On the smoke-filled set of the Fstreet video shoot, I immediately spot director Loraine Ffrench. The only female amid a small crowd of men she stands, center of attention. As she watches the action through her monitor, confidently giving instructions, I can tell that this woman is all about her business. So it was no surprise when she told me: ‘At twenty-one I was like “I’m just going to be a director” and I decided to start up my own company as well.’

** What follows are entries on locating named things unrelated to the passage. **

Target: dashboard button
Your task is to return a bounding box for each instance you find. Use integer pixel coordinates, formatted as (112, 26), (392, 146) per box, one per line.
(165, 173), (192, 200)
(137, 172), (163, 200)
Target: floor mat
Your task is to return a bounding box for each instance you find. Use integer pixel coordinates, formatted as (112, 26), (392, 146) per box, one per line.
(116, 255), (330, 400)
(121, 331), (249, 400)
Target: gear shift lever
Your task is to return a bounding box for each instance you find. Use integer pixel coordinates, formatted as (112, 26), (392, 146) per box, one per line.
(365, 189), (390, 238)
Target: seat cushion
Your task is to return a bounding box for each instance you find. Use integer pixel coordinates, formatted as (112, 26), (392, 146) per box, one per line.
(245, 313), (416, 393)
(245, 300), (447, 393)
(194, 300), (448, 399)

True to her word, in 2004, Loraine gave creative birth to F2R Films production company, with business partner Ben Peters – director of Bashy’s Black Boys Remix video. Housing three companies, N22 films deals with short films and features; Grind deals with music videos under £5,000 and Artic Tango concentrates on the more expensive range of music videos. F2R has all its bases covered.
From small beginnings
Originally starting off by posting amateur videos on the Channel U forum, the twenty-five year old, now armed with more experience, boasts a trailer for the Money and Grime feature film and a documentary for Channel 4. Turning her mental visuals into celluloid, music videos are her forte at the moment, and her CV displays a diverse line-up of artists she has directed for. Projects range from the chaotic 24-style editing for Skepta’s track In A Corner, to gold saris and sports cars in water for Panjabi Hit Squad, to a tongue-in-cheek musical in the office for newcomers Common People.
Admiring the work ethic of Canadian director Little X (who has directed videos for Jay Z, Usher, and Sean Paul), her motto is, ‘Go that extra mile’. When speaking of Little X utmost respect is evident in Loraine’s tone; one could argue that he is (unofficially) her onscreen mentor.
Young, black and female, Ms. Ffrench is under no illusion that she is an anomaly in her field. ‘Even on shoots, I still get asked whether I’m the dancer or whether I’m the model. The last shoot I did they asked if I was the makeup artist.’ Still, in 2008, assumptions remain in areas of the UK entertainment industry. Yet, like a camera in focus, Loraine is unfazed. Instead she chooses to lead by example. ‘It doesn’t matter who‘s on set, treat everybody the same as you never know who is who.’
This attitude seems to work well on the Fstreet shoot. Loraine has worked with several members of the crew before, and they respect her and the work they have to do. Without the ego of a director to contend with, the atmosphere is a relaxed bustle. Light enough for Loraine to perform her customary dancing behind the director’s monitor, yet serious enough for all involved to create a polished product.
When asked what she would shoot with an unlimited budget, without hesitation she tells me: ‘I would shoot a musical. But if it was for a music video, I would probably want to direct an epic, kind of like Thriller. I’d make it into a mini movie with 35mm, aerial shots, motion capture, telescopic crane – the lot. Yeah, I would have fun.’
What is your motto for success?
If you truly want to do it, just do it.
Tell me about a career high?
The Alyssia featuring Panjabi Hit Squad video shoot.
Tell me about a career low?
My first ever music video. Members of the crew were not co-operating and the shoot had to be cut early.
What is the best advice you can give someone trying to succeed in this industry?
Get a camera, for an amateur it’s probably best not to gt anything too expensive. Choose an FX1 or a Z1E, and just start shooting. That is the best way to learn.
Do you have a favourite website that’s useful for people in your field (or those trying to get in) to look at?
Information on music video directing is quite limited. Directing is more about learning through practical experience.
Who is the one person that inspires you in your field?
Little X. His videos are vibrant and they tell a story. The way he builds things up and uses his sets is amazing.